Crystal structure of Nsp15 endoribonuclease NendoU from SARS-CoV-2
Severe Acute Respiratory Syndrome coronavirus 2 (SARS-CoV-2) is rapidly spreading around the world. There is no existing vaccine or proven drug to pre- vent infections and stop virus proliferation. Although this virus is similar to human and animal SARS-CoVs and Middle East Respiratory Syndrome coronavirus (MERS-CoVs), the detailed information about SARS-CoV-2 proteins structures and functions is urgently needed to rapidly develop effective vaccines, antibodies, and antivirals. Andrzej Joachimiak et. al applied high-throughput protein production and structure determination pipeline at the Center for Structural Genomics of Infectious Diseases, Argonne National Laboratory, to produce SARS-CoV-2 proteins and structures. In the Protein Science paper they report two high-resolution crystal structures of endoribonuclease Nsp15/NendoU and compare these structures with previously reported homologs from SARS and MERS coronaviruses.

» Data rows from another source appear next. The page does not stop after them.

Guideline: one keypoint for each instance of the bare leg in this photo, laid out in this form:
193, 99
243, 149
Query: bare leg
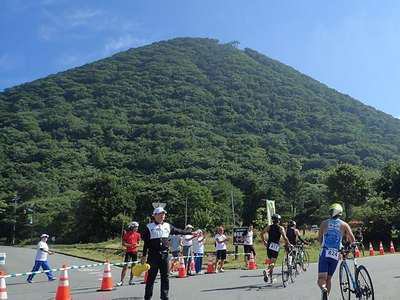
123, 272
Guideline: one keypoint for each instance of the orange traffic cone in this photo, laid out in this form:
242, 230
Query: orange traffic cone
356, 252
371, 250
210, 265
63, 292
192, 266
106, 283
392, 250
3, 288
381, 250
251, 264
182, 269
146, 276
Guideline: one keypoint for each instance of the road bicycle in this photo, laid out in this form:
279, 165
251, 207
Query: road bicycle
289, 270
359, 282
302, 259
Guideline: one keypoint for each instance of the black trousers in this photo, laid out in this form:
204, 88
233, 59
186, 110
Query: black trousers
157, 261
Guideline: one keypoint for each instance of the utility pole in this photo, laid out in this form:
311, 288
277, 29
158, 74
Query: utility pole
15, 200
185, 211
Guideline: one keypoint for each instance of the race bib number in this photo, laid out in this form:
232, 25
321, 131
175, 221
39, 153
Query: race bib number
332, 253
274, 247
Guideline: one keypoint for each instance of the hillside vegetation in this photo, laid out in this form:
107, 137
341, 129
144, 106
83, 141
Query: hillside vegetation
185, 119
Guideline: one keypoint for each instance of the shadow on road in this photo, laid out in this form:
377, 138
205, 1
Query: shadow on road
256, 287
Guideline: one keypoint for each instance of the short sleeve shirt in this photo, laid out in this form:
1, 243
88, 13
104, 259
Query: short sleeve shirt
132, 237
42, 255
220, 237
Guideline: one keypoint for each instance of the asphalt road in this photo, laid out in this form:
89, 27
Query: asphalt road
232, 285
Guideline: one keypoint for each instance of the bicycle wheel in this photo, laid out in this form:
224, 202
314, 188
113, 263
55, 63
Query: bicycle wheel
285, 272
344, 282
364, 283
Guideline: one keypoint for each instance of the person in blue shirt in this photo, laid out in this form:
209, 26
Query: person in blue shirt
331, 233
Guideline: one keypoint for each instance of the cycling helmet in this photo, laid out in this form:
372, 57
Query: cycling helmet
335, 210
276, 218
133, 225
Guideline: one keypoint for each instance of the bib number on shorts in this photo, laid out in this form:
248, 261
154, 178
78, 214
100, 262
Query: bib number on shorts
274, 247
332, 253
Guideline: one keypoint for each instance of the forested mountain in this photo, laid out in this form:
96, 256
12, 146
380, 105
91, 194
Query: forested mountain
184, 118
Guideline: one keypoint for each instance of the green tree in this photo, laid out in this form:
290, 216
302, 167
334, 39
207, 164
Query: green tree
388, 183
104, 201
348, 184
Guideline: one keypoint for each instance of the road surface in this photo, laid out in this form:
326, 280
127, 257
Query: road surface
232, 285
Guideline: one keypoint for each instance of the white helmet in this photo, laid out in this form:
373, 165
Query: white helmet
335, 210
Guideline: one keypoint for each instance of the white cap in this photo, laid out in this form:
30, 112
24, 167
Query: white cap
159, 210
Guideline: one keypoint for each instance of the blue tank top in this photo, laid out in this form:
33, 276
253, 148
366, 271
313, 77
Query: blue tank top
333, 236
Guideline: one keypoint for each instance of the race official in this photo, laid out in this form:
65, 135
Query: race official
155, 251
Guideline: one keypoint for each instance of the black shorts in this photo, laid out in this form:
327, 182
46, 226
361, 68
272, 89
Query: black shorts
221, 254
130, 257
249, 249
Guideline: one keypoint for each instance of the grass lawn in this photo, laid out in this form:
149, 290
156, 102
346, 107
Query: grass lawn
113, 251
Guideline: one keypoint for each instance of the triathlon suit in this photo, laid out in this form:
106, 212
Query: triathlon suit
274, 236
331, 243
291, 235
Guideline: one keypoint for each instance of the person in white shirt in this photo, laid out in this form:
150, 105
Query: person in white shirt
187, 247
220, 246
41, 259
198, 249
248, 244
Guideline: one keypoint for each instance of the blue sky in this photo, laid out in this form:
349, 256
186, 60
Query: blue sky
352, 46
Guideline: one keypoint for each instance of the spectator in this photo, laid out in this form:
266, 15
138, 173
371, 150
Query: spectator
187, 247
198, 249
248, 244
176, 244
41, 259
130, 240
220, 246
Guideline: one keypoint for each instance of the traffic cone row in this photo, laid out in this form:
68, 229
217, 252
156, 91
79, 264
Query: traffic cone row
392, 250
63, 291
182, 268
381, 250
251, 264
106, 283
210, 265
192, 266
371, 250
3, 288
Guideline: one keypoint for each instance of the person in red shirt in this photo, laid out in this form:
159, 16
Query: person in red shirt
130, 240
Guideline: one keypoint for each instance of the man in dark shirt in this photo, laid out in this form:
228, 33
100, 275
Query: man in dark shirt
155, 251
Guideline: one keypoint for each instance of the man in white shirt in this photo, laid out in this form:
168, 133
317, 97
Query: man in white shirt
187, 248
248, 244
41, 259
220, 246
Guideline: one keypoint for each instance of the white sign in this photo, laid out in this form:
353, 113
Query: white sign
2, 258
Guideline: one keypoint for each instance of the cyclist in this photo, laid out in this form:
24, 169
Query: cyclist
273, 232
331, 233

Structural basis for the recognition of SARS-CoV-2 by full-length human ACE2
Angiotensin-converting enzyme 2 (ACE2) is the cellular receptor for severe acute respiratory syndrome– coronavirus (SARS-CoV) and the new coronavirus (SARS-CoV-2) that is causing the serious coronavirus disease 2019 (COVID-19) epidemic. The Science article by Qiang Zhou et. al. presents cryo–electron microscopy structures of full-length human ACE2 in the presence of the neutral amino acid transporter B0AT1 with or without the receptor binding domain (RBD) of the surface spike glycoprotein (S protein) of SARS-CoV-2, both at an overall resolution of 2.9 angstroms, with a local resolution of 3.5 angstroms at the ACE2-RBD interface. The ACE2-B0AT1 complex is assembled as a dimer of heterodimers, with the collectrin-like domain of ACE2 mediating homodimerization. The RBD is recognized by the extracellular peptidase domain
of ACE2 mainly through polar residues. These findings provide important insights into the molecular basis for coronavirus recognition and infection.
Reader's Corner Archive
Visualization of biological macromolecules at near-atomic resolution: cryo-electron microscopy comes of age
The topical review by Alok K. Mitra recapitulates developments and transformational advances of cryo-EM technology.
The expanding toolkit for structural biology: synchrotrons, X-ray lasers and cryo-EM
Samar Hasnain et. al. describe the steadily-expanding methodologies for atomic resolution studies in The expanding toolkit for structural biology: synchrotrons, X-ray lasers and cryo-EM. Of note is the following statistics: Despite the wealth of structures in the Protein Data Bank, a closer examination reveals that 89% of the structures, i.e. 126 994, are of proteins or complexes with a molecular weight of less than 160 kDa. Furthermore, only 4% of the deposited structures have a molecular weight in excess of 300 kDa.